東京の作戦は奏効した。広島は寿人や石原・高萩が入るスペースを見つけられず、パスを出しあぐねる姿が目立つ。ならばとミキッチが右サイドからクロスを入れても、数的優位を保つ東京DFがはね返す。そのうち太田の粘り強いマークが効いてミキッチの突破の頻度も減っていった。35分、青山の巧みなフィードパスを寿人が落とし、ファンがボックス内で狙うが、カバーの徳永がブロック。

一方で、東京はアタッカーがいつもより1枚少ない形となり、ボールを奪っても広島の激しい寄せにあってなかなかチャンスに至らない。ただ、これはポポヴィッチ監督にしてみれば覚悟の上、膠着気味のままスコアレスでの折り返しは「よしよし」という感じだったのではなかろうか。

後半に入るとさすがに攻防は激しさを増す。東京は前半にも見られたマイボール時に3バックのうち1人が攻撃参加する形が一層明確となり、対する広島はアタッカーへの思いきった楔パスからワンタッチパスをつなげて突破を図ろうとする。だが、双方とも守備陣が集中力を切らさずよく守り、特にこの日当たっていた加賀は鋭いスライディングタックルを連発して、決定的なシュートを許さない。

59分、ボックス手前のFKで高萩がドライブのかかったシュートを撃つが、塩田が横っ跳びで好セーブ。直後の波状攻撃で撃った塩谷のシュートも塩田がセーブ。63分、森重のロングフィードを青山がそらし、拾った千真がボックスへ突入するが、シュートは西川が顔面でブロックした。65分には左サイド攻撃から逆サイドに抜けたボールを徳永がシュートするも、わずか右に外れてゴールならず。

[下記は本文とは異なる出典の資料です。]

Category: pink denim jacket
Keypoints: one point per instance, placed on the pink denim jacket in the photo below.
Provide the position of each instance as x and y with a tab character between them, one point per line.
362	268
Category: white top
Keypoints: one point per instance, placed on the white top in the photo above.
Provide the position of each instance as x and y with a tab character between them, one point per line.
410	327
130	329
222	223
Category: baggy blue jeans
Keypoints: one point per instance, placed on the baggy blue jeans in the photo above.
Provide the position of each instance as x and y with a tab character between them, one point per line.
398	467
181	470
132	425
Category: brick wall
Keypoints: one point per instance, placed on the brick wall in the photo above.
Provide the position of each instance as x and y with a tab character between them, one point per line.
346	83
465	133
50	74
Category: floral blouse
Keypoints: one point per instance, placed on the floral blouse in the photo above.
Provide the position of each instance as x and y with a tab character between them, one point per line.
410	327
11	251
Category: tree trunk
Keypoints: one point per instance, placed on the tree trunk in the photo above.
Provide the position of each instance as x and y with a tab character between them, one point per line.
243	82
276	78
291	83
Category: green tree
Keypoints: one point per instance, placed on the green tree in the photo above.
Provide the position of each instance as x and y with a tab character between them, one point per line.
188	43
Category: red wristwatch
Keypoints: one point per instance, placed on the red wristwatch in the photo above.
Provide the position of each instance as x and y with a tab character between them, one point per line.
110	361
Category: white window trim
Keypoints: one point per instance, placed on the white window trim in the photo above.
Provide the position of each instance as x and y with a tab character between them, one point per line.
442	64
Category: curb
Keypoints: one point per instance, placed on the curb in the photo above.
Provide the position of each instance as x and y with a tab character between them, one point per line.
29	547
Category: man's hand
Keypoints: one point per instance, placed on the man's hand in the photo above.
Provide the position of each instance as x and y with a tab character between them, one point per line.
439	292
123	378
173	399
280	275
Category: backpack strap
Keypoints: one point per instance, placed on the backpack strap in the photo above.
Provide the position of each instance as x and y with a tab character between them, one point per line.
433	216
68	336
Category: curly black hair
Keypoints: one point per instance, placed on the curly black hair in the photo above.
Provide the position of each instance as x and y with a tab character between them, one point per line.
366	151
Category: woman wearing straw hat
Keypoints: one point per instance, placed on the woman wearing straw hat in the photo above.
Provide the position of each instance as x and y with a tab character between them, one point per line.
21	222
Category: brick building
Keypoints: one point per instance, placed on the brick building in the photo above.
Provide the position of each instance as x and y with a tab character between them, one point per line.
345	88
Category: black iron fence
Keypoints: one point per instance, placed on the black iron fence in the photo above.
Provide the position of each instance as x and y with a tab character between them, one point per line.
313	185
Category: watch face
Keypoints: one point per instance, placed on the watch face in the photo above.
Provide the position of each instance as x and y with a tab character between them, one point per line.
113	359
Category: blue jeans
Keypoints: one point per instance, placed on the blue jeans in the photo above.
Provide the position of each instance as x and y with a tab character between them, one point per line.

終盤になると中盤にスペースが空き始めるが、形勢がそれなりに均衡していたのと、延長戦も意識したのだろう、両ベンチともなかなか動かない。82分、塩田が寿人にボールをかっさらわれるが、ミキッチのシュートは正面を突いた。86分、ようやく寿人が野津田に交代し、東京も千真OUTで石川IN。終了間際には東京が押し込む場面もあったが石川のシュートは外れ、0-0のまま長い笛が鳴った。

延長に入ると、体力的な厳しさもあり、両チームとも再び慎重さが前面に出て我慢比べの展開に。東京は東に替えて林を投入するが前線で孤立気味、広島はトップに上がった石原が裏を狙うが東京DFも綻びを見せない。104分、太田の速いクロスに飛び込んだ林がボックス内で粘るも、DFに囲まれてシュートは撃てず。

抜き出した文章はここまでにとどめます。